Easy To Make Summer Drinks

Masala Chaas.
Masala Chaas is a favourite in Gujarati households all year long but more so in summers.

To make 1 glass of masala chaas, take one-third glass curd, thrown in half tsp grated ginger, half a green chilly, few curry leaves, 1 tsp coriander or mint leaves  and  and blend it in the small mixer for few seconds. Remove and add 2/3 cups water and salt to taste. Mix well and serve chilled. Chaas is a great digestive aid.

Mango Lassi.
Lassi has acquired international fame and has had variants over the years. The modest lassi now have exotic cousins. Summers and mangoes go hand in hand. What better combination that mangoes with lassi?
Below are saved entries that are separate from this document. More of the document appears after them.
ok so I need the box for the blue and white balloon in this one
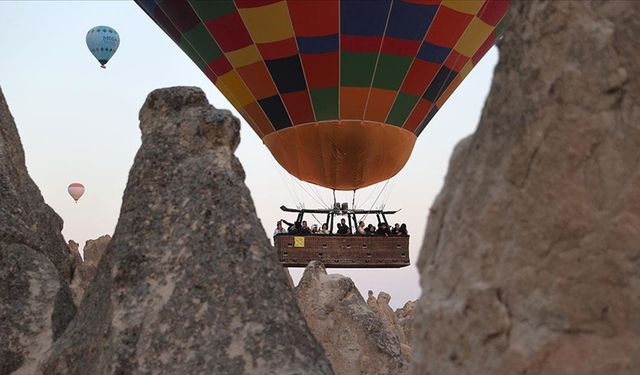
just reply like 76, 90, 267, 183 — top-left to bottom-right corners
86, 26, 119, 68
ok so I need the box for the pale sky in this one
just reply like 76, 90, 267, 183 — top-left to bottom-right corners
0, 1, 498, 308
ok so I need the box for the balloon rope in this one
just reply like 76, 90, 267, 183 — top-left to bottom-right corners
362, 179, 390, 223
313, 183, 332, 209
380, 175, 397, 210
370, 180, 389, 210
352, 190, 356, 210
304, 181, 330, 208
310, 213, 323, 226
278, 168, 302, 209
358, 182, 382, 209
291, 177, 327, 209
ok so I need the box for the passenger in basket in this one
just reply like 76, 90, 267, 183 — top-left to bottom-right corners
357, 221, 366, 235
282, 219, 302, 235
387, 223, 394, 235
300, 220, 312, 235
337, 218, 350, 235
375, 222, 389, 236
311, 224, 319, 234
366, 224, 376, 235
273, 220, 287, 236
391, 223, 400, 235
320, 223, 330, 234
399, 223, 409, 236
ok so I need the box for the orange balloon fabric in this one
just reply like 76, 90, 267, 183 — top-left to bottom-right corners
135, 0, 509, 190
264, 121, 416, 190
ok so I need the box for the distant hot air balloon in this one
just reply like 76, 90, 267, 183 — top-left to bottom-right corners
68, 183, 85, 203
86, 25, 120, 68
135, 0, 509, 190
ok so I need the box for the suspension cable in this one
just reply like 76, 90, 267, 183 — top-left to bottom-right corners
380, 175, 398, 210
291, 177, 326, 208
305, 180, 330, 208
309, 213, 324, 226
278, 168, 301, 209
361, 179, 390, 223
357, 181, 382, 210
352, 189, 356, 210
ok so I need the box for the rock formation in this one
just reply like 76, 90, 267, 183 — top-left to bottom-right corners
395, 300, 415, 346
413, 1, 640, 374
82, 235, 110, 267
0, 87, 76, 374
68, 235, 111, 305
40, 87, 332, 374
284, 267, 295, 289
297, 261, 407, 375
67, 240, 82, 270
367, 290, 410, 360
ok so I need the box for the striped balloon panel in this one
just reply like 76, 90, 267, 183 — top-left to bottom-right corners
135, 0, 509, 139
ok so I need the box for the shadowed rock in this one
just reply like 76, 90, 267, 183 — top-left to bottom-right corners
68, 235, 111, 305
297, 261, 407, 375
67, 240, 82, 272
394, 300, 415, 347
367, 290, 411, 362
0, 87, 76, 374
40, 87, 332, 374
412, 1, 640, 374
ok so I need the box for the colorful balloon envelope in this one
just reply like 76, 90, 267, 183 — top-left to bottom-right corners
68, 183, 85, 202
135, 0, 509, 190
86, 26, 120, 68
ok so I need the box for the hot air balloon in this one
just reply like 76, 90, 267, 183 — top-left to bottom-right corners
68, 183, 85, 203
135, 0, 508, 191
86, 26, 120, 68
135, 0, 509, 268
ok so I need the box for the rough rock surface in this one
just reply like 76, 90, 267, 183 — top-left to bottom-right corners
284, 267, 295, 289
67, 240, 82, 270
395, 300, 416, 347
40, 87, 332, 374
82, 235, 110, 267
413, 1, 640, 374
367, 291, 411, 362
367, 291, 408, 346
0, 87, 76, 374
297, 261, 407, 375
68, 235, 111, 305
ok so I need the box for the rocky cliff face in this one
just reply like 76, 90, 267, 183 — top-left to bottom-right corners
68, 235, 111, 305
367, 291, 411, 360
40, 87, 332, 374
395, 300, 416, 347
412, 1, 640, 374
0, 87, 74, 281
297, 261, 408, 375
67, 240, 82, 270
82, 235, 110, 268
0, 87, 76, 374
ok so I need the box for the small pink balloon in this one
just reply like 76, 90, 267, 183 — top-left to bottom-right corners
68, 183, 85, 203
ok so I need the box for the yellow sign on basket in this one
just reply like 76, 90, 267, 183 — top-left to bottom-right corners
294, 236, 305, 248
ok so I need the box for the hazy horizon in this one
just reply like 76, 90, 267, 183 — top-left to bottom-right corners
0, 1, 499, 308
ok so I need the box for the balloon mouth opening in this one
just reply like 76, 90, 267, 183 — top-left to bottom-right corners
263, 121, 417, 190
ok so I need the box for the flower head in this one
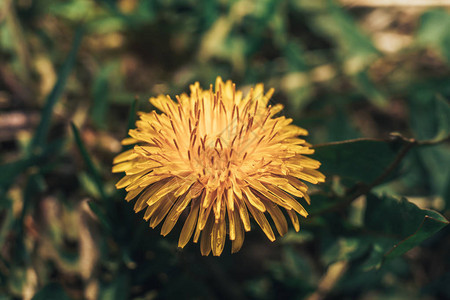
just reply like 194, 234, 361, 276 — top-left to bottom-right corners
112, 77, 325, 256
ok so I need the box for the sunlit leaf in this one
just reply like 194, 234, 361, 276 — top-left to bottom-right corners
322, 237, 370, 265
353, 70, 387, 108
417, 10, 450, 61
311, 2, 378, 59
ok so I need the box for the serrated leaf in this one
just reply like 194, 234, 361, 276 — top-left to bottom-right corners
386, 210, 449, 258
365, 194, 449, 259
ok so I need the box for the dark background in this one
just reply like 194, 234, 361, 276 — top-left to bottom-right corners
0, 0, 449, 299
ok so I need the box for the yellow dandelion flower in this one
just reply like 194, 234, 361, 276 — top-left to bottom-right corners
112, 77, 325, 256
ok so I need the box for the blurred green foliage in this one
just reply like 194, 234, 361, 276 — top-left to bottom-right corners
0, 0, 449, 299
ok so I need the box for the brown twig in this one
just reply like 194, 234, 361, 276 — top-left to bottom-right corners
313, 137, 385, 148
370, 137, 416, 187
311, 133, 449, 216
306, 133, 449, 298
416, 134, 450, 146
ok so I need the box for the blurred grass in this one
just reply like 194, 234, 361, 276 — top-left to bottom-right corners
0, 0, 450, 299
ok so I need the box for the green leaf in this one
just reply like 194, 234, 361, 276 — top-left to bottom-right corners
91, 62, 121, 128
120, 98, 139, 151
365, 194, 423, 237
99, 273, 130, 300
0, 158, 33, 189
326, 103, 361, 141
281, 230, 314, 245
407, 93, 450, 198
283, 246, 314, 281
87, 200, 112, 233
20, 173, 46, 219
71, 123, 107, 201
365, 194, 449, 258
353, 70, 387, 108
415, 146, 450, 198
48, 0, 95, 22
386, 210, 449, 258
307, 194, 339, 215
433, 95, 450, 140
409, 93, 450, 141
417, 10, 450, 61
0, 197, 14, 254
283, 41, 308, 71
322, 237, 370, 265
311, 1, 378, 60
86, 16, 127, 34
32, 283, 70, 300
127, 98, 138, 133
360, 238, 397, 271
78, 172, 101, 199
312, 139, 402, 184
0, 139, 64, 198
11, 173, 46, 265
30, 27, 84, 152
Chop one cup Alphonso mangoes after de-skinning and puree.  Add to half cup well blended curd and half cup water. Stir in a pinch of cardamom powder and mix well. Serve chilled. Change the ratio of mangoes/ water/ curd as per your preference. Add sugar as per taste only if mangoes do not provide the required sweetness.

Aam Panna.
Aam Panna  or “Kairi Panna” is a  favourite in Maharashtrian households.Traditionally, raw mango was roasted and the pulp removed thereafter. If you do not want to roast it, you can pressure cook it.  Add 1 cup sugar/ jaggery powder to 1 cup raw mango pulp and mix well. You can spin it in a blender for a few seconds too. The sugar can be adjusted depending on the sourness of the mango. Add black salt and jeera powder as per taste. Serve chilled with few mint leaves. You can alternately blend in the mint leaves paste along with the mango pulp.

Jal Jeera.
All across North India, you can see carts selling Jal Jeera. Instead of buying from the local “thela wala” where you are not too sure of the quality of water, you can easily make this refreshing drink at home..
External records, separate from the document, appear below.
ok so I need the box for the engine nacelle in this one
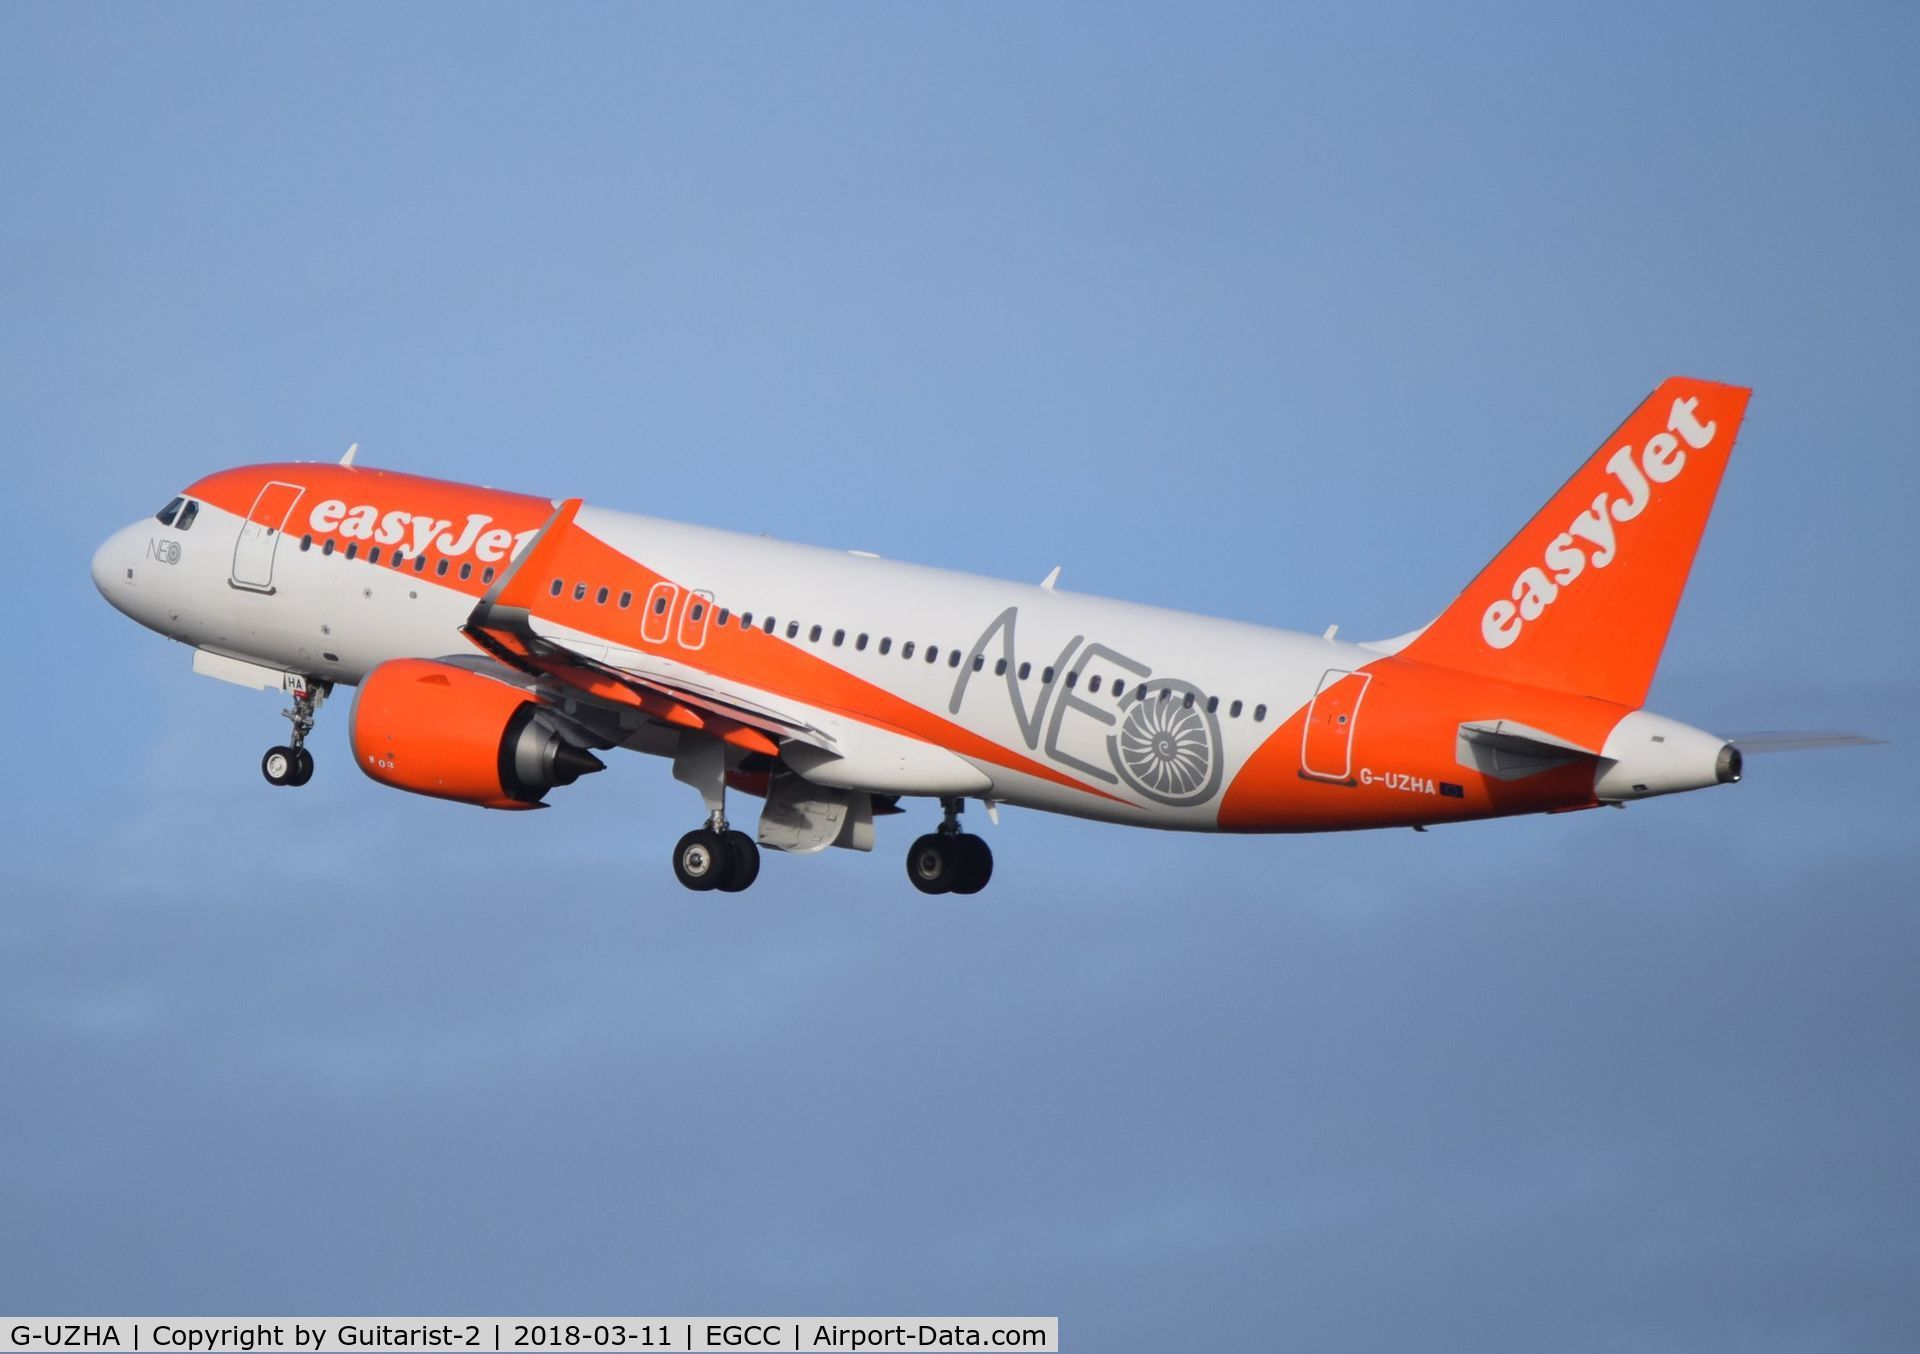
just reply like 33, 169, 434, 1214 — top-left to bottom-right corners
350, 659, 604, 809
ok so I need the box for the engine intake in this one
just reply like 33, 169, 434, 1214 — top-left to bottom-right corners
351, 658, 604, 809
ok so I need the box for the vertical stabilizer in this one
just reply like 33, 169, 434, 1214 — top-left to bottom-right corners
1398, 377, 1750, 708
Make a glass of lemon juice with one cup water, 1 tbsp sugar and juice of 1 large lemon. Mix in a pinch of rock and black salts, 1 tsp of roasted jeera powder, few sprigs of mint and coriander leaves, ¼ tsp amchur or raw mango powder and ¼ tsp grated ginger. Blend the ingredients well, garnish with boondi and serve chilled.

Kokum Sherbet.

Kokum Sherbet is a favourite of Konkan India. Soak 100 gms kokum in hot water for 30 minutes and remove the pulp. Add 1 tsp each of black and rock salts, sugar to taste, 1 tbsp roasted jeer powder, 1 tsp cardamom powder, few sprigs of mint leaves and 2 cups water.

Kokum is rich in Vitamin C and is an excellent summer coolant.

Coconut and Lemon Iced Tea.
Iced Tea is a hot favourite in summers. This recipe gives a new twist with the inclusion of coconut water.

Boil 3 cups water in a pan and add 3 tsp tea leaves; let it brew for a minute. Strain and cool tea.  Add ice cubes, 2 cups coconut water, 4 tbsp honey and 4 tbsp lemon juice.

Garnish with mint leaves and thin lemon slices.